- Title: Bad Boys for Life
- IMDb: link
Hitting theaters 16 years after Bad Boys II, and 25 years after the original film, Bad Boys for Life feels about as tired as its two stars at times. The film reunites Will Smith and Martin Lawrence in the latest attempt of movie studios to reboot, relaunch, or recycle any franchise they can find. There’s no real reason for the film to exist, but Smith and Lawrence provide some entertaining moments bouncing off one another to keep you mildly interested between explosions and gun fights (which, sadly, fail to reach insanity of Michael Bay at his best).
Reminiscent of the themes from Lethal Weapon 4, the script from Chris Bremner, Peter Craig, and Joe Carnahan (it really took three of you to write this?) centers mostly on the advanced age of our two leads (one of whom is aging more gracefully than the other). After breaking out of prison, a criminal from their past (Kate del Castillo) returns to take revenge through a talented assassin (Jacob Scipio) in a plot that gets a bit more convoluted than it needs to before director Adil El Arbi finally throws in the towel and decides instead to just make various things explode (whether common sense or logic says they should).
It’s odd, but as a fan of action flicks I’ve never seen Bad Boys or Bad Boys II. I haven’t avoided either film, but I’ve just never sought either out or randomly come across one on cable. This meant I had no preconceptions about what the film should be or where I wanted to see it take the characters, but I was also not the target demographic as I had no nostalgia to manipulate (and there’s plenty of that happening here).

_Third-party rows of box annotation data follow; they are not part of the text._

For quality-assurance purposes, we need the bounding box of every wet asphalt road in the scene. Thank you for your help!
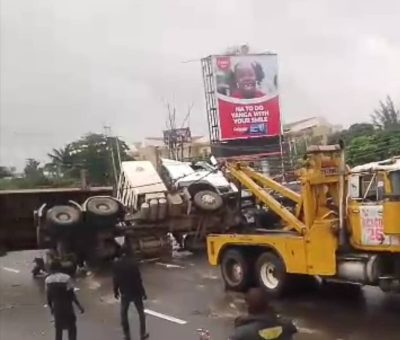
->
[0,252,400,340]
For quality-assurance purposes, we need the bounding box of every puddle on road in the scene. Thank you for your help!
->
[209,292,246,319]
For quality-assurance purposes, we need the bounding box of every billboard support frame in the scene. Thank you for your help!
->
[201,56,220,144]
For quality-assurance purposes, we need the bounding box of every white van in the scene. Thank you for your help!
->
[117,161,168,213]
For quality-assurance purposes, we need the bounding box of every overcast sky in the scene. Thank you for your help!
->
[0,0,400,167]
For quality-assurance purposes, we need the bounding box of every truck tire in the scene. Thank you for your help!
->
[193,190,223,211]
[256,252,288,298]
[46,205,82,228]
[86,196,120,217]
[221,249,250,292]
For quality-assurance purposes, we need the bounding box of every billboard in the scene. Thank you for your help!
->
[163,128,192,145]
[211,54,281,141]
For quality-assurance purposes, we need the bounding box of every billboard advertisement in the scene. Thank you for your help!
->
[212,54,281,141]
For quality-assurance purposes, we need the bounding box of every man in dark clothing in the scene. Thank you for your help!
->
[45,260,84,340]
[229,288,297,340]
[113,245,149,340]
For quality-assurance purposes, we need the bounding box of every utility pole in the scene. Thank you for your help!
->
[114,136,122,169]
[104,126,118,186]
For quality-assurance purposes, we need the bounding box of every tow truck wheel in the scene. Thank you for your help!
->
[86,196,120,217]
[46,205,81,228]
[256,252,287,298]
[221,249,250,291]
[193,190,223,211]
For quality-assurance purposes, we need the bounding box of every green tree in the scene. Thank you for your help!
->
[371,96,400,130]
[24,158,43,178]
[47,133,131,185]
[45,144,73,178]
[328,123,375,146]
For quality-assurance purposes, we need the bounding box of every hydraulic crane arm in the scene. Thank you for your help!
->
[242,166,302,204]
[228,164,306,234]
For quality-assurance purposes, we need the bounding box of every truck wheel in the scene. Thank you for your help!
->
[256,252,287,298]
[86,197,119,217]
[46,205,81,227]
[221,249,250,291]
[193,190,223,211]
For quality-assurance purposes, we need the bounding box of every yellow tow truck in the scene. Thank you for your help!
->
[207,145,400,297]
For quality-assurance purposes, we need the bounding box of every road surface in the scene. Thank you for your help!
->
[0,252,400,340]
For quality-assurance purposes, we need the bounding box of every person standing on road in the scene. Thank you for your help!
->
[45,260,84,340]
[229,288,297,340]
[113,243,149,340]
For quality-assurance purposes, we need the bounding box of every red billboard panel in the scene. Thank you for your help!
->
[212,54,281,141]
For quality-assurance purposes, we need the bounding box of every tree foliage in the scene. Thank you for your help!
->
[46,133,130,185]
[0,133,131,189]
[371,96,400,130]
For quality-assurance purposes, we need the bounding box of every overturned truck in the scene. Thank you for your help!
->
[20,161,240,272]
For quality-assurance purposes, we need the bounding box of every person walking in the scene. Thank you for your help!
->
[113,243,149,340]
[229,288,297,340]
[45,260,84,340]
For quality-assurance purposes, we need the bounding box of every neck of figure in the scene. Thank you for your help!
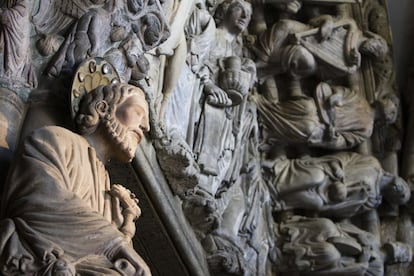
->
[83,126,111,165]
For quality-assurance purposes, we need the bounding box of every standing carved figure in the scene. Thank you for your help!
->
[0,84,150,275]
[0,0,37,88]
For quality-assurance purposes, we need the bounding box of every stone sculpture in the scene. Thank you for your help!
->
[0,78,150,275]
[265,152,410,218]
[276,216,412,275]
[0,0,413,276]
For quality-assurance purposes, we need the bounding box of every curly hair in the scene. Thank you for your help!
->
[75,83,136,134]
[214,0,252,25]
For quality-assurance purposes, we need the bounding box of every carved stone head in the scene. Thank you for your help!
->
[383,242,413,264]
[76,84,149,162]
[215,0,252,34]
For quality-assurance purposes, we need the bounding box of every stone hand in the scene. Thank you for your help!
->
[204,83,232,107]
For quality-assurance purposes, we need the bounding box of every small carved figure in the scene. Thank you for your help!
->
[0,84,150,275]
[266,152,410,218]
[255,11,388,95]
[44,0,169,82]
[252,82,375,150]
[0,0,37,88]
[276,216,412,276]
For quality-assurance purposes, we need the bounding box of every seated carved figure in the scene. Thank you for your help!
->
[276,216,412,276]
[270,152,410,218]
[252,82,375,149]
[254,15,388,80]
[0,84,150,275]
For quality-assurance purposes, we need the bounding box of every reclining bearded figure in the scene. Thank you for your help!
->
[0,59,150,275]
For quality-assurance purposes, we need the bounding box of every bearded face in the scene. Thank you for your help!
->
[103,89,149,163]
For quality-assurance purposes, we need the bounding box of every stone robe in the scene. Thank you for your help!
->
[0,126,127,275]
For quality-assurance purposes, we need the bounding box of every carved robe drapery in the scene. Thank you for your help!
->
[0,127,128,275]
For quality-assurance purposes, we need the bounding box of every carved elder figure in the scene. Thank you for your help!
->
[0,84,150,275]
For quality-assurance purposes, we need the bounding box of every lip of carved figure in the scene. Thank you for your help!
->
[237,19,247,27]
[131,128,144,143]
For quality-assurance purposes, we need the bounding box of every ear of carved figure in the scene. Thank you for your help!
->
[274,0,302,14]
[52,259,77,276]
[382,242,413,264]
[378,94,400,124]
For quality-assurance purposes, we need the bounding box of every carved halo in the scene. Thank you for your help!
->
[70,58,120,118]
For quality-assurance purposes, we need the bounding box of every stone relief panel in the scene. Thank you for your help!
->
[0,0,413,275]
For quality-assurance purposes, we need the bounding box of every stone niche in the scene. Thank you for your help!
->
[0,0,414,276]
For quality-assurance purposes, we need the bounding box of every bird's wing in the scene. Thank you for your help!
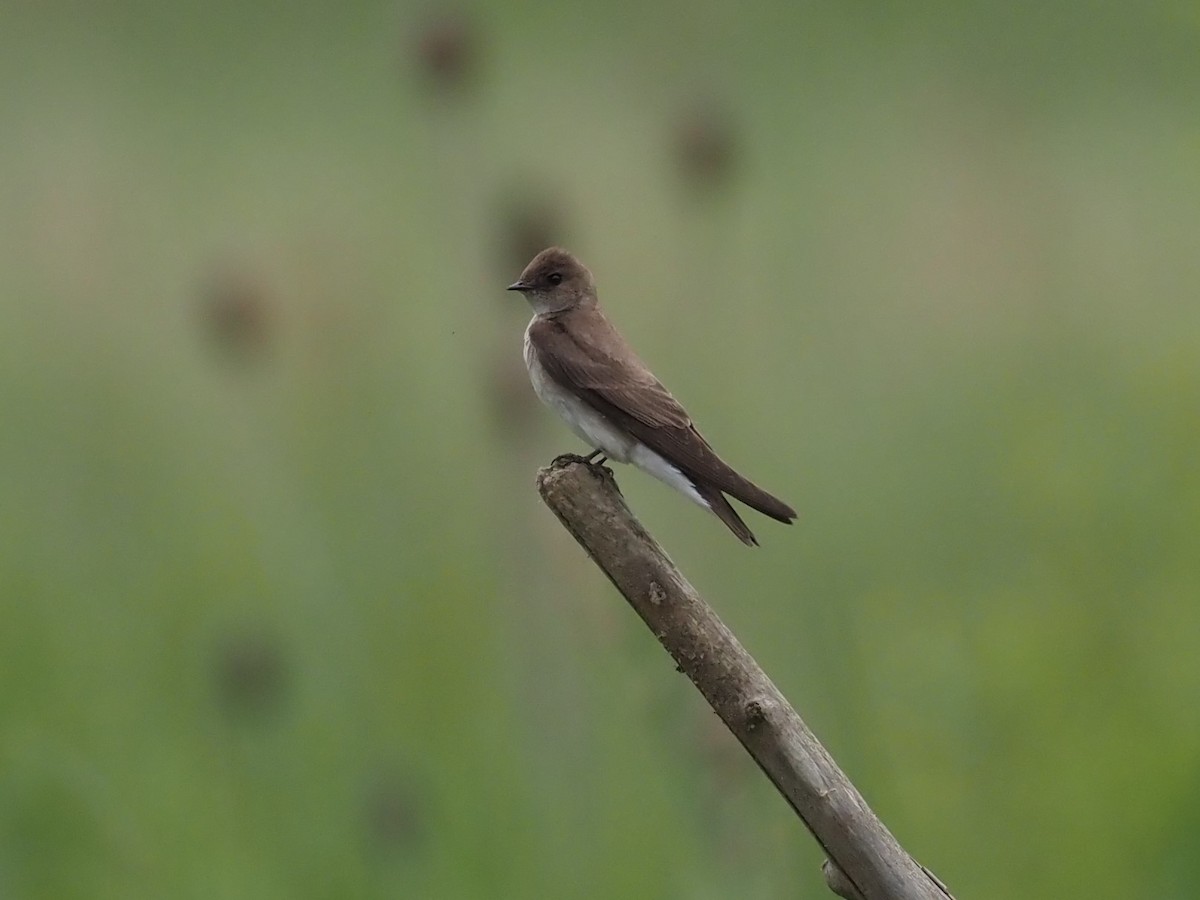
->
[528,310,796,522]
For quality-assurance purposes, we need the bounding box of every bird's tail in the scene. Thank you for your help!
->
[718,467,796,524]
[692,482,758,547]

For me, Bad Boys for Life is just another throwaway action flick that is no better or worse than any number of forgettable entries to the genre.

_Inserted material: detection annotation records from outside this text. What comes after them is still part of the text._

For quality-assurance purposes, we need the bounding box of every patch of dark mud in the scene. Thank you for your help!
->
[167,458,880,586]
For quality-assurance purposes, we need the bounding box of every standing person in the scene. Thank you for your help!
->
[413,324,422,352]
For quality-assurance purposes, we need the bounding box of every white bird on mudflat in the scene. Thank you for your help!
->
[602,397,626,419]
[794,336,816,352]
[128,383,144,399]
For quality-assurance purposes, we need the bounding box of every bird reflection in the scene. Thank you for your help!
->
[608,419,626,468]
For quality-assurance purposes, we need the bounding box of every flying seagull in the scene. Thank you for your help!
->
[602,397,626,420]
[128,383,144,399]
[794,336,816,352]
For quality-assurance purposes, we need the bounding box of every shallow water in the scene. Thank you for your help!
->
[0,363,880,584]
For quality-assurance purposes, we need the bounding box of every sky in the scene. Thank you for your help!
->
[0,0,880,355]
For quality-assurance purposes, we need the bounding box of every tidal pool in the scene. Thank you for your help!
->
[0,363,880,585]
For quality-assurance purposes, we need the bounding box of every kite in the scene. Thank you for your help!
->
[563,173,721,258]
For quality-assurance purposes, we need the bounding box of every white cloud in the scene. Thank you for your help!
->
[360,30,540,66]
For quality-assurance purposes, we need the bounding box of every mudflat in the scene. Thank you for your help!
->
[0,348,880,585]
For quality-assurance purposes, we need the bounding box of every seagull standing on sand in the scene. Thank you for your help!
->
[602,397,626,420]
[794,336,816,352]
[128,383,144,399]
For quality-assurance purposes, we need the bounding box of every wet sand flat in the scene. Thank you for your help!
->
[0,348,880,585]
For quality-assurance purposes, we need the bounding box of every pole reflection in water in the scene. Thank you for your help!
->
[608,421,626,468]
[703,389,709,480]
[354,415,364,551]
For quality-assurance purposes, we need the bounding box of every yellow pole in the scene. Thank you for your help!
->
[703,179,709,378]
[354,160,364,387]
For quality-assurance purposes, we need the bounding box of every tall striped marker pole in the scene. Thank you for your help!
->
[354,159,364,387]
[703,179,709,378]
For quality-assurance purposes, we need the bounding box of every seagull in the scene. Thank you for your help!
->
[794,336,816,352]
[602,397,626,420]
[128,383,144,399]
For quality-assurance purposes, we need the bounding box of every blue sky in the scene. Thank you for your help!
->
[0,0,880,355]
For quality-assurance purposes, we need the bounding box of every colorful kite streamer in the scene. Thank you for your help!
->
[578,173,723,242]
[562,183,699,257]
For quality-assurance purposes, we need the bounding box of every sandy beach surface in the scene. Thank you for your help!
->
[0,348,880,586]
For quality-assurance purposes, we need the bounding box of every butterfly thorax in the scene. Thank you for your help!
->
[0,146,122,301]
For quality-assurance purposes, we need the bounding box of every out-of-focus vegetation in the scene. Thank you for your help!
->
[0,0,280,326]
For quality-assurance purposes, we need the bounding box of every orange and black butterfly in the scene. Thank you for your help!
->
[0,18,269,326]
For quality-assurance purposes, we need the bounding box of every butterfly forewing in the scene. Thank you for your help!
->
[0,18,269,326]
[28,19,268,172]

While also pulling in Joe Pantoliano to reprise his role as the cliched angry police captain, the script introduces several younger characters (Vanessa Hudgens, Alexander Ludwig, and Charles Melton) who Smith’s character correctly notes seem more at home in a glee club or boy band. Like our two leads, the villain, and every other character in the film, they can be summed up in four words or less. Paola Nuñez is introduced as a possible love interest for Smith, though we’re never given much of a reason to root for the pair to end up together. Bad Boys for Life isn’t a bad film, but it’s not necessarily a good one either. It’s the kind of movie that you may watch for 15 minutes or so late at night when you come across it on TNT (although you are likely to begin channel surfing at the first commercial).